The dirt on dianthus 

Every month I try to write about a couple of different plants that can be planted at the time of writing. I hope to share some information you might not know about and give some practical advice on how to plant them. This month I’ve decided to dish the dirt (so-to-speak) on dianthus.

Dianthus (often called pinks) is a hardy cottage-garden flower ideal for planting in borders. This cheerful plant will be sure to provide you with many months of colour in your garden because, unlike many other flower varieties, you can plant it all year round. If you get your dianthus plants in the ground now they will do some nice growing through the rest of winter and be ready to flower in spring. 

In fact, two weeks ago I did just that – planted some confetti dianthus around the outside of a pot, and origami pink & white aquilegia in the middle (see picture). Come spring the pot will be a colourful and bright welcome next to my front door. 

Right, some more dirt on dianthus. It produces smaller-than-average flowers, that look like they have been cut with shears, on strong upright stems. And the flowers are fragrant and make excellent cut flowers for bright indoor arrangements. 

At Awapuni we currently have three different varieties of dianthus seedlings available – the confetti I just mentioned, blueberry and mixed. 

Confetti (pictured middle) grows to about 20cm high and produces a variety of flowers in lively colours. It’s ideal for growing in pots, hanging baskets or borders of gardens. 

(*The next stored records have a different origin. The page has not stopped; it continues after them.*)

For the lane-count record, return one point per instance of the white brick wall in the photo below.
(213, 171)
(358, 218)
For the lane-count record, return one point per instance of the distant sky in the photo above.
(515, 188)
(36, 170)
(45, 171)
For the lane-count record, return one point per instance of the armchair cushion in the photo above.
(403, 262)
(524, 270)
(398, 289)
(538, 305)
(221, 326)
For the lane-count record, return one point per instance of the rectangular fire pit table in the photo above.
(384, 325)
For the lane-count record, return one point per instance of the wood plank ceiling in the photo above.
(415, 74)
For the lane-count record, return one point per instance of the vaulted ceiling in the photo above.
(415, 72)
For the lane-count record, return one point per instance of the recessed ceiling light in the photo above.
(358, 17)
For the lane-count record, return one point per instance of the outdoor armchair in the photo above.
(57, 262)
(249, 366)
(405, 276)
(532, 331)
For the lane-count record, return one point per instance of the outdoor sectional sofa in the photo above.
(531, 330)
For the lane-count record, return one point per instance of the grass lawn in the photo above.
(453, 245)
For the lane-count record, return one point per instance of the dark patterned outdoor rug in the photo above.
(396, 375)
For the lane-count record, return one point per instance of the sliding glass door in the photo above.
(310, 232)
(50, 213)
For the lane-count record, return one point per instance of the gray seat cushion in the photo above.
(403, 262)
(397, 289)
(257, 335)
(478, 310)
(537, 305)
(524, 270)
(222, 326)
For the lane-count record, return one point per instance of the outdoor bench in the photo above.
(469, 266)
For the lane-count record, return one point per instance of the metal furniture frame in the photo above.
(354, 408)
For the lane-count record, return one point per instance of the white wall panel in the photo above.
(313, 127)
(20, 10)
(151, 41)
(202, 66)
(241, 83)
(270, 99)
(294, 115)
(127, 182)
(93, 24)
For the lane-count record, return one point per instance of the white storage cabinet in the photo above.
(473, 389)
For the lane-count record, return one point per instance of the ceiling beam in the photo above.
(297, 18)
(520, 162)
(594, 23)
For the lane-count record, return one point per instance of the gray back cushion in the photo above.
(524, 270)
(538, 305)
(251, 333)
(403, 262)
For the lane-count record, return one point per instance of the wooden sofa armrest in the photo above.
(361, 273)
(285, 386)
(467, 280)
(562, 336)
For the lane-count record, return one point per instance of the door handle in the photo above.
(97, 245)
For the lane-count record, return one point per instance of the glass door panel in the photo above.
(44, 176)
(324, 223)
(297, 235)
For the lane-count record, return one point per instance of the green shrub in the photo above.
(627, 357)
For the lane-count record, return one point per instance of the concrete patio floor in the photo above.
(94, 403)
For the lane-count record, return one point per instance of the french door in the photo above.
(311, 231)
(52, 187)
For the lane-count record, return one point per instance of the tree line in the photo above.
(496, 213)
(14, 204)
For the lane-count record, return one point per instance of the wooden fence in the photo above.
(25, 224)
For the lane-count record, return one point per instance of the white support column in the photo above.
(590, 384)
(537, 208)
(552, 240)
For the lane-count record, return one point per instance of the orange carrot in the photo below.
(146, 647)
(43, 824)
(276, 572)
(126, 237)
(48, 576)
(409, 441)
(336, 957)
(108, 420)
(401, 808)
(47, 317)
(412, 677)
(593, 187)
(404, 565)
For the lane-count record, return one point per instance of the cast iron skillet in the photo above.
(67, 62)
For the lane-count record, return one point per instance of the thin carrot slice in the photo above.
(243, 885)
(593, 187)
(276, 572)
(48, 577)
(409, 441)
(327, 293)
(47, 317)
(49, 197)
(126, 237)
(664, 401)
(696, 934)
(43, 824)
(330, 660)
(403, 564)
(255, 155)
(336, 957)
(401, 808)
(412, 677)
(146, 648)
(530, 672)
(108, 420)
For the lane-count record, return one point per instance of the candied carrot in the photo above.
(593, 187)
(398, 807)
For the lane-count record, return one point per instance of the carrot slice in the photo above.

Diana Blueberry (pictured bottom) grows a little bit taller to around 25cm and its flowers are a rich, violet colour. Its petal edges are jaggered – looking lacy and frilled. 

Lastly, our bundle of mixed dianthus seedlings grows to approximately 20cm and produces larger, ruffled carnation-like blooms in a vibrant mix of orange, red, pink and yellow.

Now, how to plant. To create a cottage garden feeling in your garden, I recommend planting an assortment of dianthus varieties in close proximity – at around 30cm spacings. Their dense evergreen foliage keeps bushy all year long and when planted they cover bare spots quickly. 

Dianthus cope fine with frost so you can plant them just about anywhere. Look for somewhere sunny with good drainage. Ideal companion plants to grow with dianthus are marigolds, roses, petunias, and livingstone daisies because they all like the same conditions.

Once established, dianthus are easy to maintain. They are rarely struck by pests or disease and just require a little bit of care.

In around spring, they will begin flowering and continue throughout summer. Regular trimming of the dead growth (just cut back a bit to encourage new growth) and removing the dead heads will reward you with two to three sets of blooms and encourage a denser crop of flowers. 

Lastly, on a culinary note, did you know dianthus flowers are edible? They make great decorations on cakes or bring colour to salads. And for the real dirt on dianthus? At Prince Harry and Meghan’s wedding, their cake was flavoured elderflower and lemon and decorated with fresh flowers. Don’t ask how I know that. I can’t confirm these were dianthus (as a nod to Lady Di) but if it was - you heard it here first.